JM: I wouldn’t call it an infatuation. Just a mutual attraction.
POLICE: Well, in that case, how long would you say it has been since you discovered your mutual attraction?
JM: I really don’t know. I suppose since the first time I saw him.
POLICE: Which was?
JM: Early this year? January?
POLICE: And this mutual attraction – how did it manifest itself?
JM: I don’t know what you mean?
POLICE: I mean, were there clandestine meetings? Lingering looks?
JM: There were looks, I suppose. I don’t know if they were lingering.
POLICE: For the purpose of the recording I am showing Ms Mullen a series of photographs. Numbers 2866 to 2872. Could you describe these photographs to me, if you would?
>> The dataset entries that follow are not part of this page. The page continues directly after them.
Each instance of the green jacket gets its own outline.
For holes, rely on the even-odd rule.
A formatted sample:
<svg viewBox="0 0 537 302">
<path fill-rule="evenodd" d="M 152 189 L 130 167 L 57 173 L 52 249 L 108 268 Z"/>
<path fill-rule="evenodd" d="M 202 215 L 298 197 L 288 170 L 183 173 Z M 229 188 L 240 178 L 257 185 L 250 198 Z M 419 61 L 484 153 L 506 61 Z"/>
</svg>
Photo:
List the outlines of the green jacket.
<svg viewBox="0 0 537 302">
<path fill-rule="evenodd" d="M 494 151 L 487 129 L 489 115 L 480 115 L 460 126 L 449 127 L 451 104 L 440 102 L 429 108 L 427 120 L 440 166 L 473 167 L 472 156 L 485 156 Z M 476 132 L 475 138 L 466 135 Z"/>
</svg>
JM: They’re photographs of me.
POLICE: And what are you doing in these photographs?
JM: I’m looking at Tom Fitzwilliam’s house.
POLICE: And can you tell me where these photographs were taken?
JM: They were taken on the path around the back of the houses.
POLICE: So you are familiar with the back exits to the houses on Melville Heights?
JM: Yes. Yes I am.
POLICE: And these, Ms Mullen – for the sake of the recording, I am showing Ms Mullen another set of photographs, these numbered 2873 to 2877 – could you describe these photographs, please?
JM: They’re photos of Tom Fitzwilliam’s house.
POLICE: Or, more specifically, of the inside of Tom Fitzwilliam’s house?
JM: Yes. It looks like it.
POLICE: These are photographs we took off your phone just now, Ms Mullen. Could you explain what photographs of the interior of Mr Fitzwilliam’s house were doing on your phone?
JM: Yes. I can totally explain it. My husband did a decorating job for them. I said I’d take some pictures for him, so he could show them to other clients.
POLICE: And this one, in particular. Could you describe this photograph, for the recording?
JM: Yes. It’s a photograph of the conservatory thing at the back of Tom’s house.
POLICE: Clearly showing, I think you’ll agree, a broken window.
JM: What?
POLICE: I am showing Ms Mullen a detail on photograph number 2876. Could you describe what you are looking at?
JM: It’s one of the windows. Next to the back door. It’s tied together with string.
POLICE: Thank you, Ms Mullen.
JM: But I didn’t even notice it. I didn’t even know—
POLICE: Thank you, Ms Mullen. That will do for now.